Mechanical ventilators may cause more trauma than good in a significant number of COVID-1 9 cases, which is a conundrum for physicians used to treating severe hypoxia — low-pitched blood oxygen — with such machines. In some contingencies, COVID-1 9 patients have oxygen elevations that are so low-grade they’re considered “incompatible with life, ” more the patients have no shortness of breath or labored breathing. 1
The phenomenon has been dubbed “happy hypoxia, ” a period medically known as silent hypoxemia, in which COVID-1 9 patients may have blood-oxygen saturation levels as low as 50% — regular blood-oxygen saturation is 95% or higher.
“There is a mismatch[ between] what we see on the monitor and what the patient looks like in front of us, ” Dr. Reuben Strayer, an emergency physician at Maimonides Medical Center in New York City, told Science. 2
Typically, if a person has low-spirited oxygen saturation, they’ll be treated with breathing support in the form of incessant positive airway pressing, or CPAP, disguises, which are often used to treat severe sleep apnea. CPAP designs regulate the pressure and level of oxygen that reaches the lungs, 3 consuming mild air pressure to keep breathing airways open.

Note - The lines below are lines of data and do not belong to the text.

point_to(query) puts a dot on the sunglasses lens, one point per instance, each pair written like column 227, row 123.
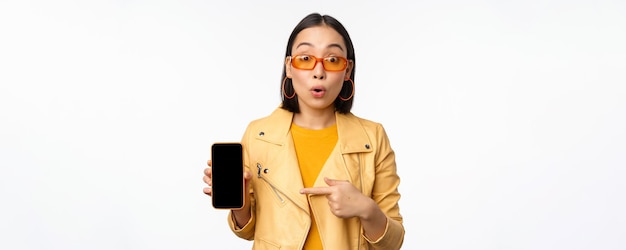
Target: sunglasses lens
column 334, row 63
column 330, row 63
column 303, row 62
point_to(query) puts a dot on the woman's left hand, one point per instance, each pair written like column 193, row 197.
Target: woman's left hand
column 344, row 200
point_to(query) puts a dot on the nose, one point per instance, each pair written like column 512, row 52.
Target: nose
column 319, row 72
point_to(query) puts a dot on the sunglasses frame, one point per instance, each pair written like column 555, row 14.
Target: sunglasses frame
column 322, row 60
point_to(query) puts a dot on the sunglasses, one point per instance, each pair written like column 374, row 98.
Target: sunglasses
column 330, row 63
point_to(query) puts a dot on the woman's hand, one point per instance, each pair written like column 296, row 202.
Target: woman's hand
column 241, row 215
column 346, row 201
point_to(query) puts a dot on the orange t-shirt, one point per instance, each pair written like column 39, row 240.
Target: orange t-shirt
column 312, row 149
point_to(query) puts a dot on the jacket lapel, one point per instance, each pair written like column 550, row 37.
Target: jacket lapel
column 281, row 169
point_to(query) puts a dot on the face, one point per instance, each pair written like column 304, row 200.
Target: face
column 317, row 88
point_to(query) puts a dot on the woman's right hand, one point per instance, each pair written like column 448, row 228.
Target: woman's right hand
column 241, row 215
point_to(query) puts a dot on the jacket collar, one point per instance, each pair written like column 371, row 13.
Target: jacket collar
column 352, row 137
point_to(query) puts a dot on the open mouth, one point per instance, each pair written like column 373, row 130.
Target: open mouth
column 318, row 91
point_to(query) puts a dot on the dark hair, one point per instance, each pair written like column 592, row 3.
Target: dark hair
column 312, row 20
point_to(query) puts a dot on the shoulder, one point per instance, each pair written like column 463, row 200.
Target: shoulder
column 366, row 123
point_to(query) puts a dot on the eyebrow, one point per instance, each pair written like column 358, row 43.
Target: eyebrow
column 329, row 46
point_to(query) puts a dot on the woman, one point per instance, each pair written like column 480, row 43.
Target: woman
column 319, row 176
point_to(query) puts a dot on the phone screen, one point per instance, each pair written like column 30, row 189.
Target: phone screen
column 227, row 175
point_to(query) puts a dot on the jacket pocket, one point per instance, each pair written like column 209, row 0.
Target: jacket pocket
column 277, row 195
column 262, row 244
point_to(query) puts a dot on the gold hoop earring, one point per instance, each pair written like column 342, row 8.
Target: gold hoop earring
column 351, row 95
column 285, row 92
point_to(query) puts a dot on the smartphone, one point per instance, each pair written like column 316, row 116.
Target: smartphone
column 227, row 175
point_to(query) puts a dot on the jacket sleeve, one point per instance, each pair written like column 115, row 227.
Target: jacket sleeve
column 247, row 231
column 385, row 194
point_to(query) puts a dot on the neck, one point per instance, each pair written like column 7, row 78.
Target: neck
column 315, row 119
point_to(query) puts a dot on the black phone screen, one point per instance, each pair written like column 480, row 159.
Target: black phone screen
column 227, row 175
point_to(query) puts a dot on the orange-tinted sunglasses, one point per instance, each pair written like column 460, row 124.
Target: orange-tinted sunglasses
column 330, row 63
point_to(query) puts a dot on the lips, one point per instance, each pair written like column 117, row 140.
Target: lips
column 318, row 91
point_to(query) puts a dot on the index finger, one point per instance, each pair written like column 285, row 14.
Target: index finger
column 316, row 190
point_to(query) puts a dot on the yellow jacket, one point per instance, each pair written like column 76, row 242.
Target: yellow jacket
column 281, row 215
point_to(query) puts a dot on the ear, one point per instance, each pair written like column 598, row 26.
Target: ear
column 288, row 66
column 349, row 69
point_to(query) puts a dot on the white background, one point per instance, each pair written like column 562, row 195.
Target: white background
column 508, row 117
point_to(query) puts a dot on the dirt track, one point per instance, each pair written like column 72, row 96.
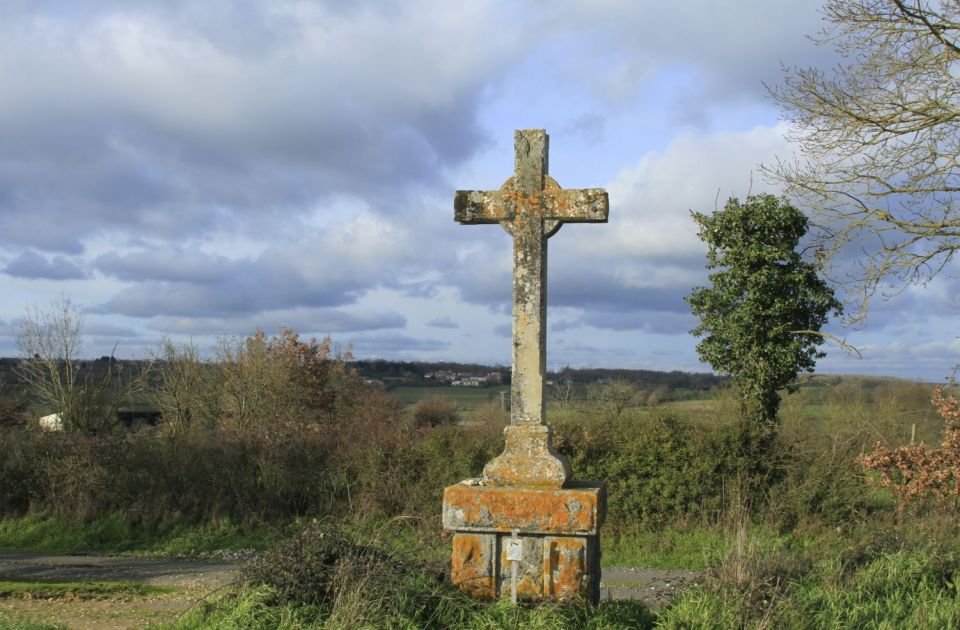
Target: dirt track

Bilevel positive airway pressing ventilators( BiPAP ), another noninvasive device to supply pressurized breeze into the airways, may also be used. If oxygen saturation doesn’t increase, or in cases of acute respiratory distress syndrome( ARDS ), a lung condition that’s common in severe COVID-1 9 cases, and which causes low-spirited blood oxygen and fluid buildup in the lungs, mechanical breathing is often recommended.
However, investigate is divulging that COVID-1 9 patients placed on ventilators often don’t survive, contributing professionals to suggest the machines are being overused and cases may do better with less invasive treatments.
Over 50% of Mechanically Ventilated COVID-1 9 Patients Die
“Mechanical ventilation is the main encouraging management for critically ill patients” infected with novel coronavirus 2019( COVID-1 9 ), are consistent with a February 2020 study published in The Lancet Respiratory Medicine. 4 Yet, it’s immediately become apparent that invasively ventilated COVID-1 9 patients often don’t make it, and have a very high case fatality rate of more than 50%. 5
The rehearse is widespread , nonetheless. In a speciman line of 1,300 critically ill patients admitted to intensive care unit( ICUs) in Lombardy, Italy, 88% received invasive ventilation, but the mortality rate was still 26%. 6
Further, in a JAMA study that included 5,700 cases hospitalized with COVID-1 9 in the New York City area between March 1, 2020, and April 4, 2020, mortality rates for those who received mechanical breathing arrayed from 76.4% to 97.2%, depending on age. 7
Similarly, in a study of 24 COVID-1 9 patients admitted to Seattle-area ICUs, 75% received mechanical ventilation and, overall, half of individual patients died between one and 18 daylights after being admitted. 8P TAGEND
There are many reasons why those on ventilators have a high risk of fatality, including being more severely ill to begin with. However, given the poor outcomes, some physicians are now trying to keep cases off of ventilators as much as possible by consuming less-invasive alternative measures.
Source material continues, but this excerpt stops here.